Sur ce, Haroun al Rachid députa un émissaire auprès de Abou Hanifa,
qui était l’un des savants les plus illustres de son temps, et lui fit
dire : « Abou Hanifa, Nous avons reçu la visite d’un athée qui nie
l’objet de notre Foi : l’existence d’un Créateur et d’un acte de Création.
Et ce mécréant vous engage à en débattre avec lui. »
Ayant tout uniment accepté l’offre, Abou Hanifa arrive en retard au
rendez-vous fixé.
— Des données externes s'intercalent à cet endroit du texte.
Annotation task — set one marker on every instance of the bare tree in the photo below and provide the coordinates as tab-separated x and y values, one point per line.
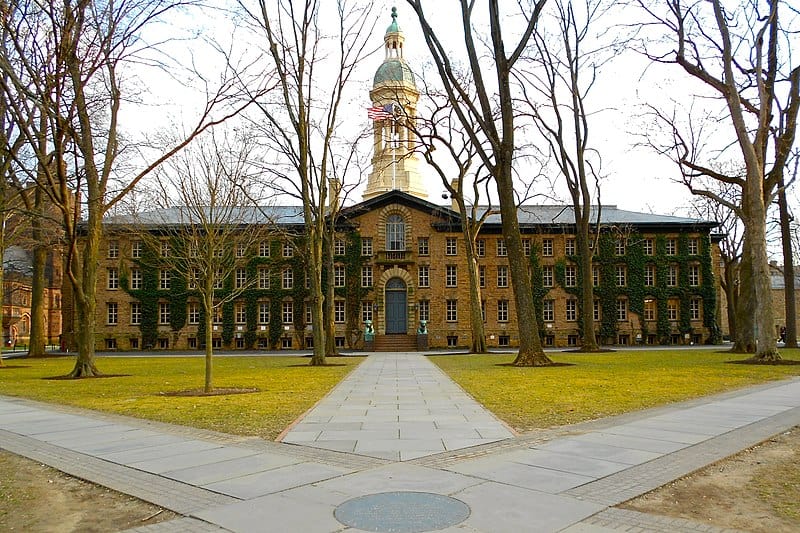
212	228
313	52
740	55
65	84
557	81
490	123
448	150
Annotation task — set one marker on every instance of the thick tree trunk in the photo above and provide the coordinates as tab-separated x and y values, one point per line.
85	290
588	335
475	312
530	345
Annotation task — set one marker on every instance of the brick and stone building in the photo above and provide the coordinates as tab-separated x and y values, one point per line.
399	262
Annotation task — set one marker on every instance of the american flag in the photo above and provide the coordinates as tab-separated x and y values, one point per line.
380	113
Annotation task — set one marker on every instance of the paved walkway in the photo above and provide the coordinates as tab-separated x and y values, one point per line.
397	407
559	480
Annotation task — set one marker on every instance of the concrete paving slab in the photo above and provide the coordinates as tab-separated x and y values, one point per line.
229	469
192	459
501	508
138	455
596	450
275	480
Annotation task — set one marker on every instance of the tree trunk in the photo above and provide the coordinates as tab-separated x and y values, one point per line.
530	345
85	290
588	335
36	344
208	303
731	289
788	269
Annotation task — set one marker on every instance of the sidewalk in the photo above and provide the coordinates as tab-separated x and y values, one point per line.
560	480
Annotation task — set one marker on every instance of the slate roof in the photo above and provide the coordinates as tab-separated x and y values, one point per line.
531	216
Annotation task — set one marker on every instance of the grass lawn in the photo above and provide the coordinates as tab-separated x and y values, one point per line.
601	385
288	387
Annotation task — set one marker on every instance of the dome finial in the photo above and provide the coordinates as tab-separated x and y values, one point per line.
393	27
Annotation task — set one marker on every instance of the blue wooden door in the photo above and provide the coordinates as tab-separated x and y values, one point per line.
396	313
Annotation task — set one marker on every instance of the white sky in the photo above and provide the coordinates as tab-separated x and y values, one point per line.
636	179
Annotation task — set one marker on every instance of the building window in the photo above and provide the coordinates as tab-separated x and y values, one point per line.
451	276
694	308
649	275
451	311
501	248
649	309
338	276
672	276
502	310
621	275
219	279
193	312
338	246
263	312
287	315
395	233
548	310
547	276
241	278
502	276
163	312
571	309
450	246
422	246
366	276
622	309
263	278
672	309
164	279
366	311
136	313
694	275
570	276
338	311
112	313
240	313
619	246
287	278
113	278
423	276
424	310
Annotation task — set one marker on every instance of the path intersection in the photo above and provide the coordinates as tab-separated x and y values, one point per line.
398	447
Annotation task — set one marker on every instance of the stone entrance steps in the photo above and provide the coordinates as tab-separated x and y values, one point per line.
395	343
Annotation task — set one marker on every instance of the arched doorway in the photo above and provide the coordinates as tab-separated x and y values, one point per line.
396	307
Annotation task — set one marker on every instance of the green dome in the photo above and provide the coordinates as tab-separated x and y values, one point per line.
394	70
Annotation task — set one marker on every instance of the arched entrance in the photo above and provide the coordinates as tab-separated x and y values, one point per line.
396	307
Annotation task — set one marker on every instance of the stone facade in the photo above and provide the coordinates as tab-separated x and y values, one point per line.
409	266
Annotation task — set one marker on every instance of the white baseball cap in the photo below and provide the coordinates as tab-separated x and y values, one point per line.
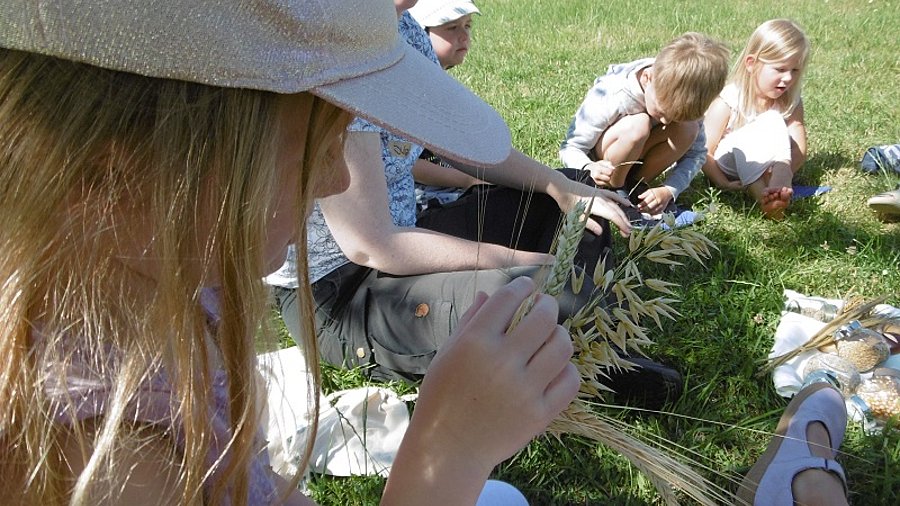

Néanmoins Haroun al Rachid l’accueille et le fait asseoir au
milieu de la salle des audiences, entouré des hauts barons et des dignitaires de
la Cour.
- L’athée : « Abou Hanifa, as-tu quelqu’excuse à nous
donner à ton retard ? »
- Abou Hanifa : « J’ai été surpris par une circonstance
totalement imprévue. Comme je m’apprêtais à traverser le Tigre, j’aperçus un
vieux navire complètement désassemblé. A l’instant même où mon regard se fut
posé dessus, les planches disjointes se mirent en branle et s’assemblèrent à
nouveau formant, sans l’aide d’un menuisier ni d’aucun ouvrier, un navire tout
neuf et propre à la navigation. Là-dessus, j’embarquai et me voici parmi vous.
Voilà la raison de mon retard. »
Ce qu’entendant l’athée est parti dans un fou rire et, se tournant
vers l’assemblée : « Ecoutez, nobles gens, fit-il, les propos de
celui que l’on tient pour l’un des savants les plus considérables de son temps.
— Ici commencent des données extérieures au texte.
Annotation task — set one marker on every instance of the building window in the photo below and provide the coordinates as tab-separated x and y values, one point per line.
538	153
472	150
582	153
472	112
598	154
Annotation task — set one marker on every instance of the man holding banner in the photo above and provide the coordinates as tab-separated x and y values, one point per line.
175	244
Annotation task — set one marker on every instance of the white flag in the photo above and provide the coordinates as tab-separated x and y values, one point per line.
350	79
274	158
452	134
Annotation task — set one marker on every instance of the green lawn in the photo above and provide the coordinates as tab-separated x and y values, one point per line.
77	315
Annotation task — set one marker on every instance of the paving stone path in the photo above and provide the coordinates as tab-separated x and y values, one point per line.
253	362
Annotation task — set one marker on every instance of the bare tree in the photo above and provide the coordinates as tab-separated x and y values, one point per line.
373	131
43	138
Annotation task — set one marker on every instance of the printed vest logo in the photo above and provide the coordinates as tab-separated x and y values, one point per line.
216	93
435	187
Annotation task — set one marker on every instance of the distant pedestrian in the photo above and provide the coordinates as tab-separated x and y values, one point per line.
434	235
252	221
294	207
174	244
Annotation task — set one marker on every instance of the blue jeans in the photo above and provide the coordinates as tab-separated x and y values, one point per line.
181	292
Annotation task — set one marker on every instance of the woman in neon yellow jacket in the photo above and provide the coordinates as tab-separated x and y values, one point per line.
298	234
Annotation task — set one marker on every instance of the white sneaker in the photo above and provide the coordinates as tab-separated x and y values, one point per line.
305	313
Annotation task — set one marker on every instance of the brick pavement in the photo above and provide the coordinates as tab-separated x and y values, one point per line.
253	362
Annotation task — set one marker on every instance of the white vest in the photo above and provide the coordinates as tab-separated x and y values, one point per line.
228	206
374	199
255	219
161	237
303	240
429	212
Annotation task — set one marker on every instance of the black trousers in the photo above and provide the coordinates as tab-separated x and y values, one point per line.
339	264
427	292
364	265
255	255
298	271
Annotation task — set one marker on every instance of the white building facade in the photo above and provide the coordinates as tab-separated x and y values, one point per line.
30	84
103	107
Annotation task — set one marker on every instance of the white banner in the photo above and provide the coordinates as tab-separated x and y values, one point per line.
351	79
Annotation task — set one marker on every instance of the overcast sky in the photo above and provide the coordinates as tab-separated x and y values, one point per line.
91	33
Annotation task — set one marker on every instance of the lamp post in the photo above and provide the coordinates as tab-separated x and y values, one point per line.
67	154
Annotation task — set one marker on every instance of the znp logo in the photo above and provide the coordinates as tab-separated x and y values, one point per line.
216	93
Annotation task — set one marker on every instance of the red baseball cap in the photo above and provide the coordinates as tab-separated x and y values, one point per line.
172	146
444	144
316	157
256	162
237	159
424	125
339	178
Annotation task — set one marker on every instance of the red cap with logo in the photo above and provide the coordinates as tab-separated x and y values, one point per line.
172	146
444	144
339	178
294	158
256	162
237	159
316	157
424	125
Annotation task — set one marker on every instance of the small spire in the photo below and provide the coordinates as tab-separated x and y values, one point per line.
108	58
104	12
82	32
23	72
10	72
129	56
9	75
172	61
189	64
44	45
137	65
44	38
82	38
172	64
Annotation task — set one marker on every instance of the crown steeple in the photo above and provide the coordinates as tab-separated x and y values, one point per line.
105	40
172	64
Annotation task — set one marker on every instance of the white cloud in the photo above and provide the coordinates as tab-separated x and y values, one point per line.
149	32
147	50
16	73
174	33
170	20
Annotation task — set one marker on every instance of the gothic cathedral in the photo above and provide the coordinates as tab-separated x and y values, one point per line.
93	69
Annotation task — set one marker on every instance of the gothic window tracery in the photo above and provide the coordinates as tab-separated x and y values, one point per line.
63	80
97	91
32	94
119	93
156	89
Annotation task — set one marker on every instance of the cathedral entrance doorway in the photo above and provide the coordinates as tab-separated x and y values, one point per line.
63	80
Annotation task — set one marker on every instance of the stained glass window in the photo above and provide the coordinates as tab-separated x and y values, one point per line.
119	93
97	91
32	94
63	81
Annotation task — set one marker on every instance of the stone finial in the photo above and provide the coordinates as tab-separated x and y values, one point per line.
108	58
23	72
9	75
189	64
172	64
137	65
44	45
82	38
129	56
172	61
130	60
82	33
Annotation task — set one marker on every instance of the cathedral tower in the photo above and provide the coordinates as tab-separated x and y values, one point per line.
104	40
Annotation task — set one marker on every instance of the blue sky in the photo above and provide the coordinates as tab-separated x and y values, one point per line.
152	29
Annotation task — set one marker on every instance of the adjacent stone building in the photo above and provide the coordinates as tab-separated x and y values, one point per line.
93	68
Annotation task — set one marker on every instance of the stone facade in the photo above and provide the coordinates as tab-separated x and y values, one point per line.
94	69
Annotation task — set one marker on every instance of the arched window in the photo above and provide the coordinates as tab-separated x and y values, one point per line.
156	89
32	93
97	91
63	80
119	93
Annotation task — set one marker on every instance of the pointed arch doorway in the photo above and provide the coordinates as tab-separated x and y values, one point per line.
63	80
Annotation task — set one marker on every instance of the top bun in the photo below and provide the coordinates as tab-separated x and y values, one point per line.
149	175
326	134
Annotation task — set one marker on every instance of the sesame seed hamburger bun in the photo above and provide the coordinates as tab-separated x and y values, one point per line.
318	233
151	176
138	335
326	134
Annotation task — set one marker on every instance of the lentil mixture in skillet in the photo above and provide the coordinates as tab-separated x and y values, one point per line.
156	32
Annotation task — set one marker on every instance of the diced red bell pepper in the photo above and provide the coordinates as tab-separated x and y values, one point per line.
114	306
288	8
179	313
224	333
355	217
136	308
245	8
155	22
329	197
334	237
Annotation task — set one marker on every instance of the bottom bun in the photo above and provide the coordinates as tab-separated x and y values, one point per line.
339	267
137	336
Avez-vous jamais entendu propos plus inconsistants et plus vains ?
Comment, diable, un navire disloqué peut-il se reconstituer et ses parties se
réajuster, sans l’aide d’un menuisier ? N’est-ce pas là une fable
entièrement controuvée ?
« Mécréant insensé et impie, repartit Abou
Hanifa, telle est ton incohérence que tu dénies à un navire démantelé et
hors d’usage ce que tu accordes à un univers constellé de merveilles
confondantes pour la raison, puisqu’il est impossible à l’un de se remettre
spontanément en état tandis qu’il est loisible à l’autre d’exister per se et
sans Créateur. »
Sur le champ, le calife abbasside
donna l’ordre qu’on tranchât le cou à l’athée, convaincu de crime contre Dieu.